Publié le 11 juillet 2010 par Sagephilippe @philippesage

Woerth La Solitude.jpgOui, comme le claironne le titre de cet article, allons-y gaiement, et prenons le trésorier de l’UMP par l’absurde !
Pourquoi, me direz-vous ?
Pourquoi pas, vous répondrais-je !
Après tout c’est l’été, et dans une France en tongues, ma foi, je ne vois guère pourquoi nous prendrions quoi que ce soit au sérieux.
Non vraiment, je vous l’assure, l’absurde est la meilleure des voies. Et se marie extraordinairement bien avec le soleil et le sel. Il est également, l'absurde, gage de franche rigolade. Et comme nous en avons besoin, n’est-ce pas, de rire, de nous bidonner, de laisser, présentement, nos zygomatiques s’exprimer !
Ceci étant, j'aime autant vous prévenir : cet article est délicieusement scandaleux ! Mais à qui la faute, hein ? Qui a commencé à nous prendre pour des cons ?
Oh, bien sûr, et vous le comprendrez aisément, j’insiste bien sur le fait qu’il s’agit là d’absurdité. Notez-le en rouge. Et en gras, de préférence. Tant il est important de garder cette notion d’absurdité à l’esprit. C’est que, voyez-vous, dans un pays, qu’autrefois nous qualifions béatement des “Lumières” (qui, c’est clair, se sont éteintes depuis belle lurette) un pays disais-je où avec une promptitude qui me laisse songeur, l’on dégaine des mots pour le moins lourds de sens comme “fascistes” ou des références peu glorieuses, telle “la France des années 30”, je ne voudrais point qu’il y eût quelconque malentendu ou autre méprise. Comme dirait Nicolas Sarkozy, que ces aucuns gardent leur “sang-froid”. Ou se cassent à la plage. Et laissent la justice et la presse faire leur travail.
Bien.
Or, donc, prenons Eric Woerth par l’absurde. Notre ex-ministre du Budget (et futur ex-ministre du Travail) était, samedi en 10, en déplacement dans sa bonne petite ville de Chantilly. Les caméras (qu’il n’avait certainement pas conviées, n’est-ce pas ...) d’i>télé étaient là, le suivant, ternes mais amicales, dans son pèlerinage. Quand soudain, entre deux poignées de mains, notre homme déclara :
«Je fais de la politique depuis vingt ans ou vingt-cinq ans, on me connaît par cœur, chacun sa réputation, vous pouvez tricher pendant un an, vous ne pouvez pas tricher pendant vingt ans ou vingt-cinq ans, jamais.»

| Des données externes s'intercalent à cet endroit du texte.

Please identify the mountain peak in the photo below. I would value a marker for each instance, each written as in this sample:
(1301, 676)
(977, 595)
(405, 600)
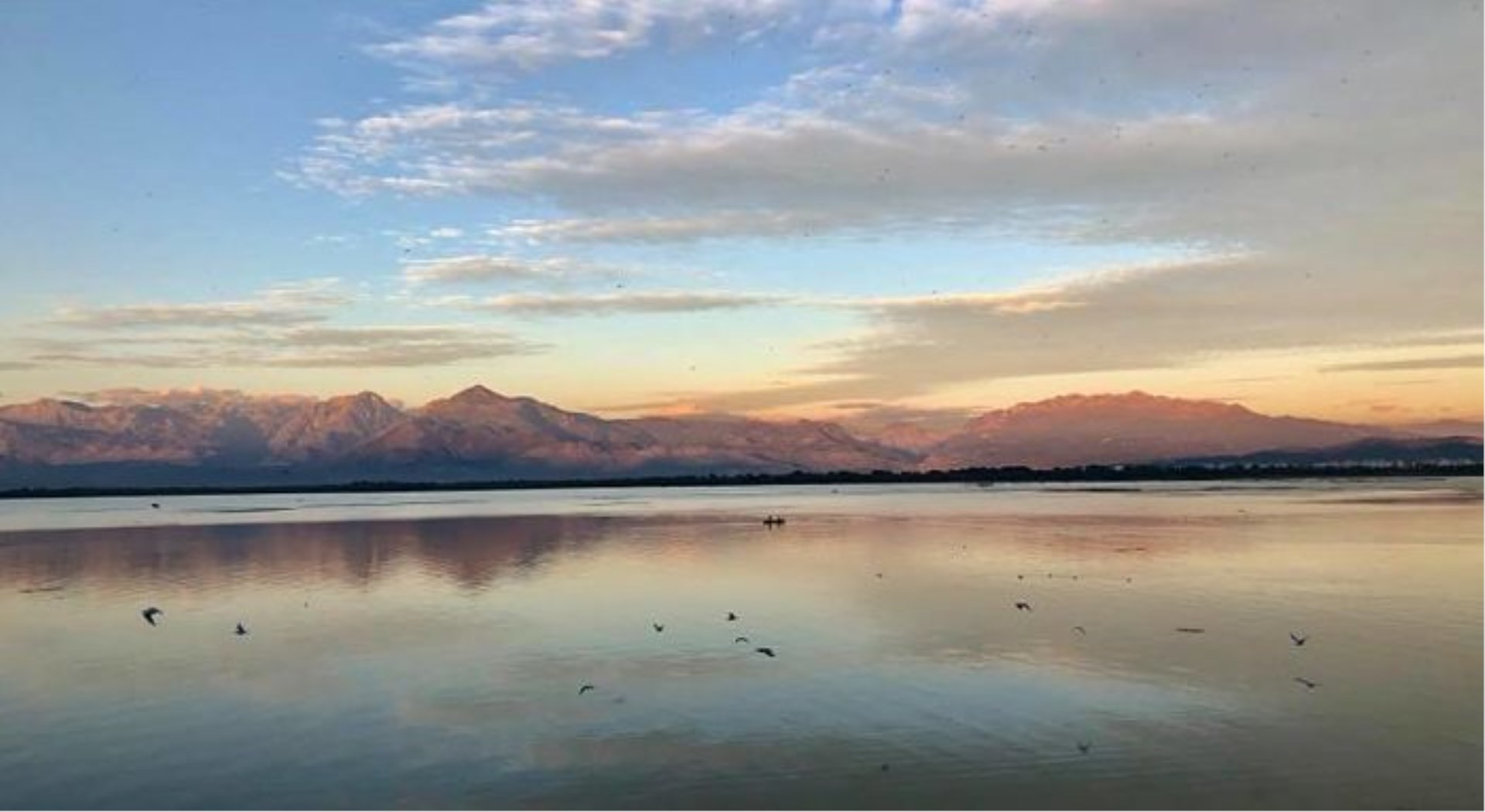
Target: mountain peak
(477, 394)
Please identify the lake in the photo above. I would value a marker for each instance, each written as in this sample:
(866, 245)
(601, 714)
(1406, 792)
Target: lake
(410, 650)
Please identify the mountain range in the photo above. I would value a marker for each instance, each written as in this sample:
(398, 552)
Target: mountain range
(217, 438)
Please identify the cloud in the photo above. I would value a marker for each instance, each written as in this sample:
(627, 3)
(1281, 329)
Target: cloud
(285, 326)
(527, 35)
(222, 315)
(594, 305)
(484, 268)
(300, 348)
(1473, 361)
(282, 305)
(1318, 162)
(671, 229)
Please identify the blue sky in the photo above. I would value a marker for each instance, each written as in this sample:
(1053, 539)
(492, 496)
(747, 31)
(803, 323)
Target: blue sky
(758, 205)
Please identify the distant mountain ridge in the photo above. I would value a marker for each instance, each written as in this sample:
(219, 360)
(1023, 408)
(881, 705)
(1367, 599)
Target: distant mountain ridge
(479, 434)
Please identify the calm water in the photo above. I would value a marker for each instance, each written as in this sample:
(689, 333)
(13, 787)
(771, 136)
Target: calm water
(428, 649)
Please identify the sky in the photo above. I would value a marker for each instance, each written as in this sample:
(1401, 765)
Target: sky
(771, 206)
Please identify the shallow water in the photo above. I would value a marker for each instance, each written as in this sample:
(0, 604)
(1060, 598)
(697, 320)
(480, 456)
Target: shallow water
(428, 649)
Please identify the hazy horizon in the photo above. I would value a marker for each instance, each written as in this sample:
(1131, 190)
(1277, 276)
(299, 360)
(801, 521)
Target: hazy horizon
(844, 413)
(776, 208)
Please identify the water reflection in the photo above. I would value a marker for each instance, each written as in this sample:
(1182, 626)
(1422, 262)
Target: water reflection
(435, 663)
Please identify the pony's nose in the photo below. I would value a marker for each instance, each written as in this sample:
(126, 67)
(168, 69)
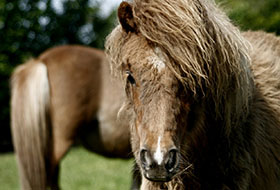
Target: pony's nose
(159, 170)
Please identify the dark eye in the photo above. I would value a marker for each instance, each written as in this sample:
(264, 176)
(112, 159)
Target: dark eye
(130, 78)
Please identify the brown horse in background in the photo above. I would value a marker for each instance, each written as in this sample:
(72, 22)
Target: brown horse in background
(66, 93)
(204, 98)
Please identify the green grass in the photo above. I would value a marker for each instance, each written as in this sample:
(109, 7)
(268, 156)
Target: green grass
(80, 170)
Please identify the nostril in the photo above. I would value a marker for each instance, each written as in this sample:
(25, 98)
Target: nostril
(143, 157)
(172, 160)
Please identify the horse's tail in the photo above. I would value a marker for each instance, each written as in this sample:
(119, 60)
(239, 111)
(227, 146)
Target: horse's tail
(30, 100)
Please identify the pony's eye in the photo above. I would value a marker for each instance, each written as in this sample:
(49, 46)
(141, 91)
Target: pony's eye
(130, 78)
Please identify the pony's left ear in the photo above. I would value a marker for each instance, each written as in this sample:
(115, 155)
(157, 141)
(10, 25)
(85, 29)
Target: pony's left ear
(125, 14)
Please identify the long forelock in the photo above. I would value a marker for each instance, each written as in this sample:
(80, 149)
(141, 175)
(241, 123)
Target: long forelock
(204, 50)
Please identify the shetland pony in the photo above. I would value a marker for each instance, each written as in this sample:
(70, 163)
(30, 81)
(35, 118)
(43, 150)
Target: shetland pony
(66, 93)
(204, 99)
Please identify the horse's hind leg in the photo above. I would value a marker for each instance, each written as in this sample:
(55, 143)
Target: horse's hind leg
(60, 146)
(136, 180)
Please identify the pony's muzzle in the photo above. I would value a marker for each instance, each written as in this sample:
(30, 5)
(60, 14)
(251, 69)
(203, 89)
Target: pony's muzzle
(159, 169)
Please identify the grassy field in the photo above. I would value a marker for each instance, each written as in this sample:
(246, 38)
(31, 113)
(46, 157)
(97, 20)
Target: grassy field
(80, 170)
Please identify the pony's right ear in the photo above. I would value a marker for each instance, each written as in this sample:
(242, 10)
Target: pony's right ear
(125, 14)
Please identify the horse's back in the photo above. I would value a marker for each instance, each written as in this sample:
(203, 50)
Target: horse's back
(75, 80)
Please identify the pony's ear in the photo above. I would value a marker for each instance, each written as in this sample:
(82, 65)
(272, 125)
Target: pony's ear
(125, 14)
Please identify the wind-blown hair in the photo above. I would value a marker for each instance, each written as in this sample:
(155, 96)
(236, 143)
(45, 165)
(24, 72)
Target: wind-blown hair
(205, 51)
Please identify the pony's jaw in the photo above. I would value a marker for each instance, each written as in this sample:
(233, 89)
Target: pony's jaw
(158, 158)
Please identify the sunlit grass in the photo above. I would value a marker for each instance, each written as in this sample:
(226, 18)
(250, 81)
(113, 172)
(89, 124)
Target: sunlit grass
(80, 170)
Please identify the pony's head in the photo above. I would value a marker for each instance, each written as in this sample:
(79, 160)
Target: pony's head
(179, 59)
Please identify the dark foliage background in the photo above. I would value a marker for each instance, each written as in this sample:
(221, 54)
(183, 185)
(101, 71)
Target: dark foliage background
(28, 27)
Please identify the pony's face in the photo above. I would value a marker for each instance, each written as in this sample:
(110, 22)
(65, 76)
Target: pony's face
(159, 104)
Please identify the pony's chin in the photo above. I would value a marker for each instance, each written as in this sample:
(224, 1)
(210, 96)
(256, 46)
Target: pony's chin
(158, 178)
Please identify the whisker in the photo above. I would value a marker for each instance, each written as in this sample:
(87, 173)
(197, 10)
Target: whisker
(182, 171)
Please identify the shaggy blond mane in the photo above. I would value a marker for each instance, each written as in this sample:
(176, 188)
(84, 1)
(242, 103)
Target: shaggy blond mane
(205, 51)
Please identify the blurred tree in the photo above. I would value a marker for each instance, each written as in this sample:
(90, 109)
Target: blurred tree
(254, 14)
(28, 27)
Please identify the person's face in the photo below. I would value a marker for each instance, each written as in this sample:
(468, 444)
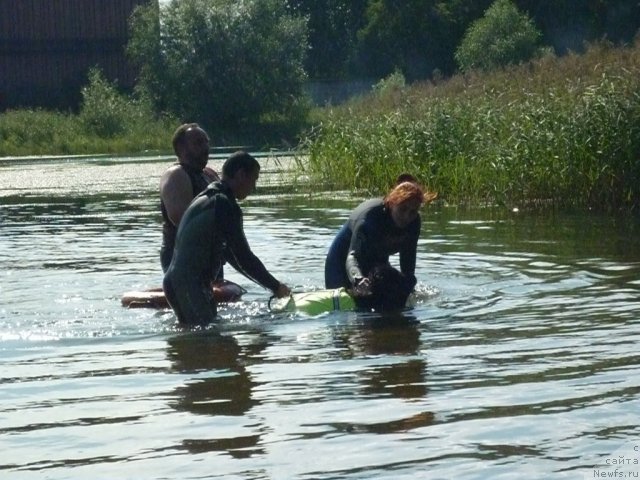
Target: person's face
(196, 147)
(246, 183)
(404, 213)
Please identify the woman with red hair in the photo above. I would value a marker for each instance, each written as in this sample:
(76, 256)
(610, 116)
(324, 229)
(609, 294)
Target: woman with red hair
(375, 230)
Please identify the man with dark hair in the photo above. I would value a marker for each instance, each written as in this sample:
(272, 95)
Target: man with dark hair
(181, 182)
(211, 232)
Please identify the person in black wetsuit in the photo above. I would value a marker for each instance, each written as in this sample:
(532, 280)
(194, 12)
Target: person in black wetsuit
(181, 182)
(375, 230)
(209, 234)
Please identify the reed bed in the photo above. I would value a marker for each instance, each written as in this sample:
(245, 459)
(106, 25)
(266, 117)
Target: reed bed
(562, 132)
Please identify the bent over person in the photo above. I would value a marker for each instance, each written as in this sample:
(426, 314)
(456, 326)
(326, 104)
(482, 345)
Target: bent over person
(211, 232)
(375, 230)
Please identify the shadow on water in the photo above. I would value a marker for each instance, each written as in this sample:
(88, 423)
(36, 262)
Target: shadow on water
(519, 358)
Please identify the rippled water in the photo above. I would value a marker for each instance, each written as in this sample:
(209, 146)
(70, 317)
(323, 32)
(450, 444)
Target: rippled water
(519, 361)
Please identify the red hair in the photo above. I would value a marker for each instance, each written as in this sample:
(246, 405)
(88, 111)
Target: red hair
(408, 190)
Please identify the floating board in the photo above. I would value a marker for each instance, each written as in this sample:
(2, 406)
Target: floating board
(225, 291)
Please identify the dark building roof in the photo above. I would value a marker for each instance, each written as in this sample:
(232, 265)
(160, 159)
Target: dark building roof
(48, 46)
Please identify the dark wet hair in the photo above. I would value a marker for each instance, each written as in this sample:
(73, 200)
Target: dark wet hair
(389, 290)
(180, 134)
(239, 160)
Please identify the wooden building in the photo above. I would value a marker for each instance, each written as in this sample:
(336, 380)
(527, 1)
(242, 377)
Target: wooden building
(48, 46)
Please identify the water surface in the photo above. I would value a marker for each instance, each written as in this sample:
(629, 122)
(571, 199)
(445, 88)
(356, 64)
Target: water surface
(519, 361)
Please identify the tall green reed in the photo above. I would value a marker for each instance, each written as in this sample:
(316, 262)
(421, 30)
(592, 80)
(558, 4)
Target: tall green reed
(559, 132)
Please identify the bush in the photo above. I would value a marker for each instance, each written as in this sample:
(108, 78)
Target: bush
(504, 36)
(225, 64)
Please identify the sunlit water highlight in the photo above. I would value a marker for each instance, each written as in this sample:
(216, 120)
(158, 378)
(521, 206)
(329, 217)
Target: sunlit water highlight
(519, 361)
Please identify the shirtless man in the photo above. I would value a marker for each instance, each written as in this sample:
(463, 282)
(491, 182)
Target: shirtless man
(181, 182)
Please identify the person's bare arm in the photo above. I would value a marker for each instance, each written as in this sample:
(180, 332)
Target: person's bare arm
(176, 193)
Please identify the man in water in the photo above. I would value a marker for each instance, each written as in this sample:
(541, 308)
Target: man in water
(181, 182)
(209, 234)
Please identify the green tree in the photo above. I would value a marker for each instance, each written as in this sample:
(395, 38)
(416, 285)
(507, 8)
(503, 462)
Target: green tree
(333, 25)
(416, 37)
(503, 36)
(227, 64)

Comme on sent, n’est-ce pas, toute la détresse de cet homme dans cette phrase ! Ses tourments. Vrai, ce qu’il vit, cet homme “intègre”, “honnête”, même que, l’a pas "une tête à couvrir la fraude fiscale", c’est, reconnaissons-le, “insupportable” ! De fait, on peut comprendre qu’il dise des choses absurdes. Tellement, perdu, il est.
Car cette phrase, oui, est totalement absurde, ne trouvez-vous pas ?
Mais entrons, si vous le voulez bien, dans le vif.
Que nous dit, ou tente de nous dire, M. Woerth ?
Qu’ici, à Chantilly, on le "connaît par cœur". Comprendre qu’aucun charmant habitant de cette rupine commune de l’Oise ne pourrait imaginer qu’il puisse être un "tricheur". Tellement on le "connaît par cœur".
Et là, je sais, vous me dites : que voilà un bien faible argument !
Et comme vous avez raison ! Nous avons tous en tête ces petits reportages tournés par la télévision française, où, nous découvrons des citoyens hébétés, parfois même anéantis, qui avouent ne pas comprendre. Eux aussi, ils le connaissaient "par cœur", Marcel. C’était un mec bien. Honnête, ah ça oui ! Jamais, ô grand jamais, ils n’auraient pu penser que Marcel, mon Dieu Marcel, mais comment est-ce possible ?
Vous le voyez, hein, comme moi, ce petit reportage avec tous ces sympathiques micro-trottoir .. Et ces gens qui ne comprennent pas comment Marcel, ce type "honnête", "intégre", même que l’avait pas la tête à .. Eh oui .. Pourtant, c’est bien lui, Marcel, qu’a commis l’irréparable.
Je sais ! C’est absurde ! Mais ne vous ai-je pas prévenus ? Je vous prie, donc, de garder votre légendaire "sang-froid".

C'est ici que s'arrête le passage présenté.